The variety of Structured Warrants allow individual investors to assume positions that are based on their risk profiles and investment objectives. For example, a warrant which is in-the-money (that is, the exercise price is lower than the underlying market price) may be more responsive to movements in the underlying asset but offers less leverage compared to warrants which are out-of-the-money. Warrants that have a longer time-to-expiry tend to have slower time decay than shorter-dated warrants, and may be more suited for longer-term investors.

Risks of Structured Warrants

Besides the benefits, investors should be mindful of potential risks of structured warrants trading. The key risk factors are:

  • Market Risk – prices and corresponding values can move against expectations and past performances do not guarantee future results.
  • Leverage – besides multiplying gains, losses may be magnified when the underlying asset moves adversely. Investors should have in mind cut-loss levels and proportion of their overall investment capital placed in leveraged products.
  • Limited Lifespan – “Time decay” is the decline in the value of the warrant as it trades towards expiry, which accelerates particularly in the last one month of the warrant’s lifespan. Time decay may be offset by a rising intrinsic value, that is, when the underlying moves in favour of the investor. Investors should choose warrants with expiry periods longer than their investment horizon.
  • Issuer Risk – Warrant holders are unsecured creditors of issuers and have no preferential claim in the event the issuers are unable to fulfill their obligations.

Structured warrants are settled on the same basis as share transactions, which is on the third business day after the trade date, or T+3.

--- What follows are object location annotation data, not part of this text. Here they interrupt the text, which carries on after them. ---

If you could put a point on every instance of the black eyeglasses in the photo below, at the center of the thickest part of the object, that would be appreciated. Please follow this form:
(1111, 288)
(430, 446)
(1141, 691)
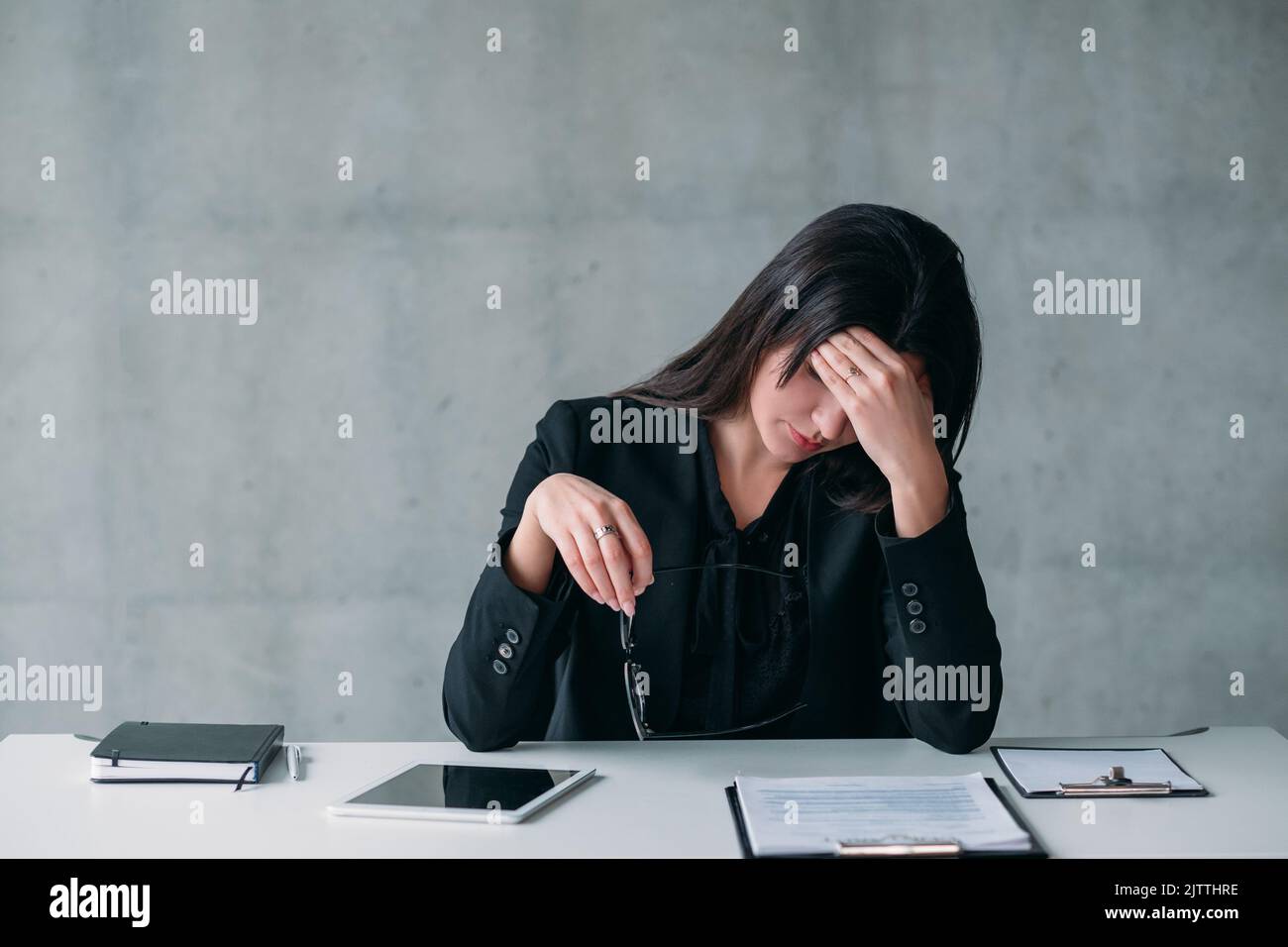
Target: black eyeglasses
(632, 671)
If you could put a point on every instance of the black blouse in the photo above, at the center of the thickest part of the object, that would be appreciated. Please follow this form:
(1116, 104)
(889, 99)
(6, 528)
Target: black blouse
(747, 648)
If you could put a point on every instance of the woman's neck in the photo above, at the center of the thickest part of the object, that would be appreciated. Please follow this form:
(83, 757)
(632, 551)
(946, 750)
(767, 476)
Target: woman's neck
(741, 454)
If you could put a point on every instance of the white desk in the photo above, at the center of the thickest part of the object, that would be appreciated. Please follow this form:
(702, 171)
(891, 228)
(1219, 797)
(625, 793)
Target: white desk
(657, 799)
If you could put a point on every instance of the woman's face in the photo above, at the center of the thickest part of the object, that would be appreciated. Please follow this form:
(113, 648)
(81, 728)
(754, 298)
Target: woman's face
(803, 418)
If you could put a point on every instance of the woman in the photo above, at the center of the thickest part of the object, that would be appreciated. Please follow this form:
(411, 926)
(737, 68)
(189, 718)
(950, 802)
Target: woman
(786, 569)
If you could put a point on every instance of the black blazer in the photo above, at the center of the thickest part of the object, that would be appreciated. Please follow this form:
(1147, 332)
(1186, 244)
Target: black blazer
(563, 678)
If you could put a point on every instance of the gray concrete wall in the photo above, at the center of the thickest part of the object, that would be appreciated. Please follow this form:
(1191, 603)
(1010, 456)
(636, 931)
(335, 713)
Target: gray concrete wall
(327, 556)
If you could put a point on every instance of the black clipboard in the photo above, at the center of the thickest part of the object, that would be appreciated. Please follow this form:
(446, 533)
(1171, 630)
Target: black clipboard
(1034, 849)
(1051, 793)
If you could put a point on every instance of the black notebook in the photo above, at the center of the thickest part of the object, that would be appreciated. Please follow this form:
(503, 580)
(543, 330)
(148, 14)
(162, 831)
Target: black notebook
(146, 751)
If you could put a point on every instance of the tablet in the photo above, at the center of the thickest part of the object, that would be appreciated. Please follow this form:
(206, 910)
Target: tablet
(460, 791)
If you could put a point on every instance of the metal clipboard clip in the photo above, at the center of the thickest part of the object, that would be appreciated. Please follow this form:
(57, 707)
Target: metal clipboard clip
(898, 845)
(1115, 785)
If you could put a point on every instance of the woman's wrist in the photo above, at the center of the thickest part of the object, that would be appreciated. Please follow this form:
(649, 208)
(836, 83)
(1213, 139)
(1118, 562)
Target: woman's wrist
(529, 557)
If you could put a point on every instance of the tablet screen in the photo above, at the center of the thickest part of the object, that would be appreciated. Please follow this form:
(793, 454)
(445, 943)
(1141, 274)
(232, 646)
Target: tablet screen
(464, 788)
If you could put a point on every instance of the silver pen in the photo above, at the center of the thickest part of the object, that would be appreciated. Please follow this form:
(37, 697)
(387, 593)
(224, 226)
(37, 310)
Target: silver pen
(294, 758)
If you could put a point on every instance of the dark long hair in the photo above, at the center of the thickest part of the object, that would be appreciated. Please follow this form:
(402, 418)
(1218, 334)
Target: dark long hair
(862, 264)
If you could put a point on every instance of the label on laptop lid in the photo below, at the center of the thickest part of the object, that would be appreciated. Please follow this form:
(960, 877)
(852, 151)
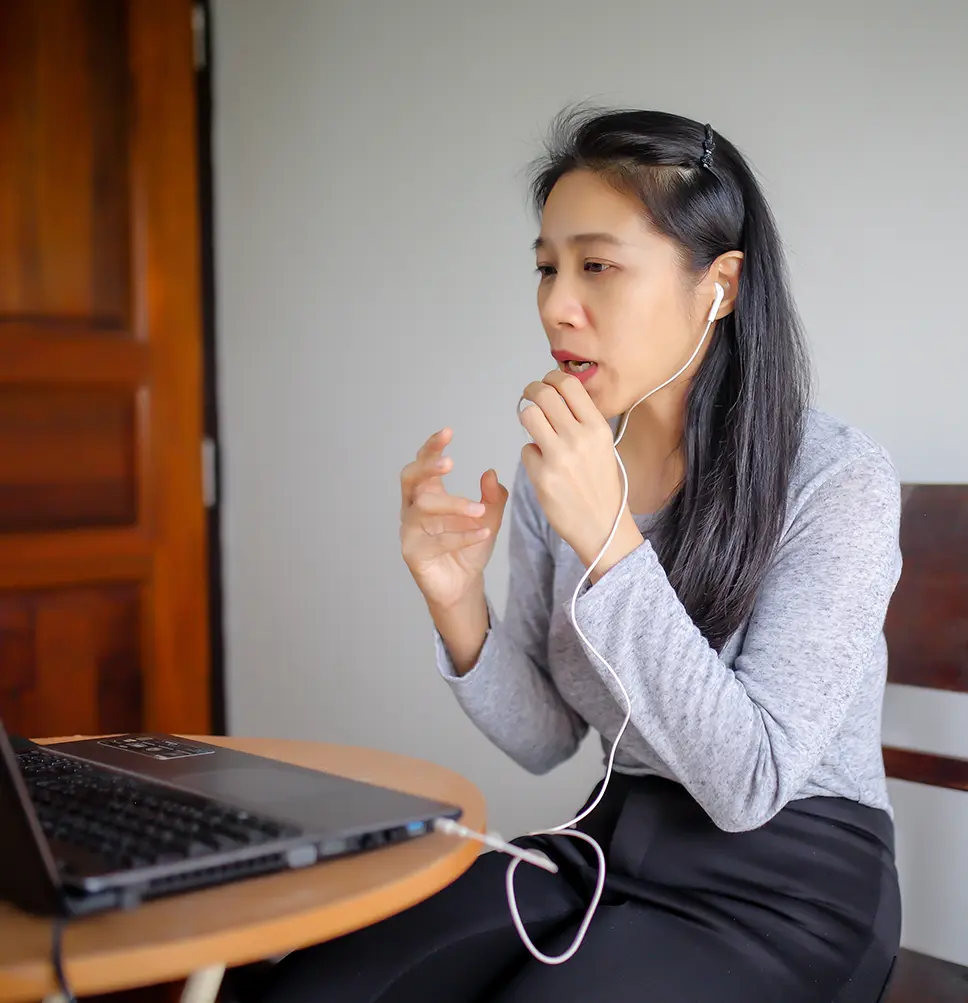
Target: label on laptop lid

Under MAS’ guidelines to enhance safeguards for retail investors, brokers must assess if investors have the relevant knowledge and experience before they can invest in “Specified Investment Products”.

SIPs are products that have structures, features and risks that may be more complex and include structured warrants, certain ETFs, futures and options. Investors who wish to trade warrants need to complete a customer account review with their respective broker.

Alternatively, investors may assess their qualifications to trade SIP or enhance their product understanding through the SGX online education program – click here for more information.

SGX recently cut its trading and clearing fees for warrants trades.  Investors can gain participation in the price performance of the Hong Kong and China markets through call and put warrants for a cost of 0.5bps (excluding brokerage and other transaction costs).

To increase awareness and transparency on warrants trading in its market, SGX recently started featuring outstanding position reports from issuers on a weekly basis.  Market participants can refer to these reports for information on buy and sell trades as well as market makers' principal positions.